Malnutrition is the commonest modifiable risk factor in surgery — present in a third to a half of surgical inpatients and usually worsening during admission. It means a deficiency, excess or imbalance of nutrients that harms body composition, function and outcome, and in surgery usually means undernutrition. Its types are marasmus (balanced energy/protein deficit, severe wasting, preserved albumin), kwashiorkor (protein deficit, hypoalbuminaemia and oedema), the common mixed marasmic-kwashiorkor, plus sarcopenia, micronutrient deficiency and obesity with hidden deficiency. Its causes group into reduced intake, impaired digestion/absorption, increased losses, and the increased catabolic requirement that makes the surgical patient special.

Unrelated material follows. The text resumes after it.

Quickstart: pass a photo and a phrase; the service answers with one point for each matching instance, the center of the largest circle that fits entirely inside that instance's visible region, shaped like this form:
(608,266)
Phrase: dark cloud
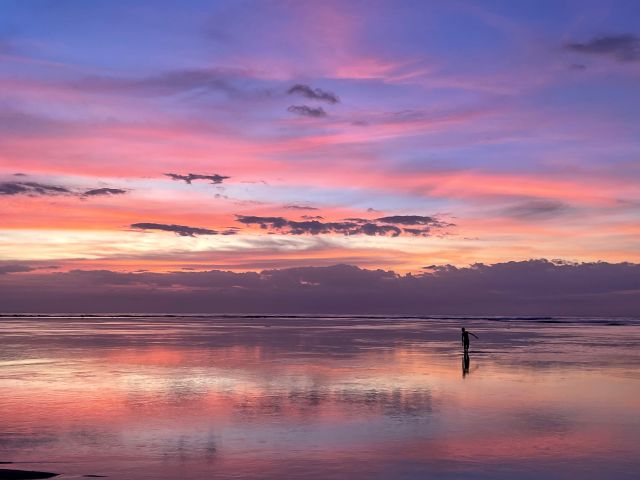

Its consequences are system-wide — impaired wound healing and anastomotic leak, immune suppression and sepsis, respiratory-muscle wasting with failure to wean, gut atrophy and bacterial translocation, organ and psychological dysfunction — translating into greater morbidity, mortality, length of stay and cost. Assessment rests on history and examination (especially documented weight loss >10% over 3–6 months), anthropometry (BMI, MUAC, serial weight), the outcome-predictive SGA (A–C), screening tools (MUST, NRS-2002) and cautiously interpreted biochemistry — remembering that albumin and prealbumin are negative acute-phase reactants and that a normal albumin never excludes malnutrition. Make malnutrition visible and you can treat it; this is the foundation for the nutritional and fluid support that follows.

REFLECT

Think back to a surgical patient you have seen who healed badly, became septic, or could not be weaned from the ventilator. Looking back, were there signs of malnutrition that were present but unmeasured — visible wasting, a history of weight loss, a long period nil-by-mouth? Was the patient ever actually weighed, and was a structured tool such as SGA or MUST ever applied, or was a 'normal' albumin taken as false reassurance? Map their course onto the four causal groups and the system-by-system consequences. How would routinely screening every surgical admission, and treating a low albumin as a marker of illness rather than starvation, change the way you anticipate and prevent complications in your next patient?